OPEN DATA Berlin ist bei der Veröffentlichung von Geodaten Vorreiter, so Mathias Schindler von Wikimedia

Mathias Schindler

■ 31, arbeitet als Projektmanager bei Wikimedia Deutschland. Bereits seit dem Jahr 2003 ist er Wikipedianer und in der Freizeit Autor auf Netzpolitik.org.

taz: Herr Schindler, seit dem 1. Oktober sind viele Geodaten Berlins kostenlos verwendbar. Wozu ist das gut?

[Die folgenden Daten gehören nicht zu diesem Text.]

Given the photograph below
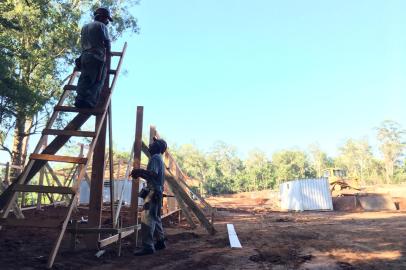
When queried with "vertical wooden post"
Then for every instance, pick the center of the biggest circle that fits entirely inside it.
(120, 162)
(77, 171)
(111, 169)
(98, 165)
(41, 177)
(152, 133)
(136, 165)
(6, 177)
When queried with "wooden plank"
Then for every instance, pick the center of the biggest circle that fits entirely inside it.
(170, 214)
(57, 158)
(54, 177)
(70, 87)
(7, 172)
(92, 230)
(183, 196)
(58, 241)
(98, 163)
(114, 238)
(136, 165)
(186, 213)
(111, 167)
(232, 236)
(53, 224)
(43, 189)
(116, 53)
(96, 111)
(77, 133)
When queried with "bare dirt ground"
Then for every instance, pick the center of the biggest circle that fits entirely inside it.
(270, 240)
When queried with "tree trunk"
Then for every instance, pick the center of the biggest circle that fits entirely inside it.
(20, 143)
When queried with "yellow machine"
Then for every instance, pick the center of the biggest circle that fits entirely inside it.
(338, 179)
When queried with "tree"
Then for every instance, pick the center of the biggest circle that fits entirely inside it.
(291, 165)
(37, 40)
(391, 138)
(356, 157)
(224, 167)
(319, 160)
(258, 171)
(192, 161)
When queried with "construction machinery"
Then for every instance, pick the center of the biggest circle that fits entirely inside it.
(339, 181)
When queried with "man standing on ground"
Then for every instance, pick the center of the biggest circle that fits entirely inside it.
(96, 48)
(151, 222)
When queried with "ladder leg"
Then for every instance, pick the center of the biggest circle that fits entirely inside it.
(58, 241)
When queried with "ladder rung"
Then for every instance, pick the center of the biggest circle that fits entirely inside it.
(77, 133)
(56, 158)
(43, 189)
(30, 223)
(73, 109)
(69, 87)
(116, 53)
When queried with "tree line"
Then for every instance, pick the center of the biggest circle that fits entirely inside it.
(38, 41)
(221, 171)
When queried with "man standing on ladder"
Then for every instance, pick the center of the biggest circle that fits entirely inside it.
(151, 222)
(96, 48)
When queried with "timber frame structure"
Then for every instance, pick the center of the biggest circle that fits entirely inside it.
(44, 153)
(38, 160)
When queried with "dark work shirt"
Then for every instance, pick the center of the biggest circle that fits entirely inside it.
(95, 39)
(156, 165)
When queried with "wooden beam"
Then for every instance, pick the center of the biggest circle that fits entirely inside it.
(111, 167)
(43, 189)
(114, 238)
(52, 224)
(185, 212)
(55, 178)
(97, 178)
(77, 133)
(74, 109)
(96, 185)
(136, 165)
(183, 196)
(56, 158)
(170, 214)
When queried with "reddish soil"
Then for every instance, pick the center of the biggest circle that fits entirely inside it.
(270, 240)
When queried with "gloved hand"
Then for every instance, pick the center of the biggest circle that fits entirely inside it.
(135, 173)
(145, 206)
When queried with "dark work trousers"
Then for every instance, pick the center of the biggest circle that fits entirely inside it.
(91, 80)
(151, 223)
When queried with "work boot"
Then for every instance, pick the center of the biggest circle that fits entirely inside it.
(82, 104)
(160, 245)
(143, 252)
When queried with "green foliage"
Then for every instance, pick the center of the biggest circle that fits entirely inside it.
(319, 160)
(392, 145)
(356, 157)
(292, 165)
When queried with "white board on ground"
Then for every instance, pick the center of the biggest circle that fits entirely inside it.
(232, 236)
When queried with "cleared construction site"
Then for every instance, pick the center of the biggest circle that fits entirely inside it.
(74, 205)
(309, 224)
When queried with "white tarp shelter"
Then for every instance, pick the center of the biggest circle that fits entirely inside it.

Mathias Schindler: Die Anwendungsmöglichkeiten sind fast unendlich. Aber ich zögere, konkrete Beispiele zu nennen. Denn es geht genau um das Gegenteil. Früher war das Paradigma: Eine Behörde überlegt sich, welche Anwendungsformen es wohl für ihre Daten geben mag. Dann erstellt sie eine Preistabelle und kalkuliert gleich mit ein, was es den Leuten bringen würde. Jetzt heißt es: Wir drehen das politisch um – macht doch, was ihr wollt damit, und behelligt uns nicht mehr mit Verhandlungen über Nutzungsrecht und Entgelt. Macht, was euch sinnvoll erscheint, und sei es, dass eine Schülerin für eine Hausarbeit mal echte Daten in die Hand nehmen darf.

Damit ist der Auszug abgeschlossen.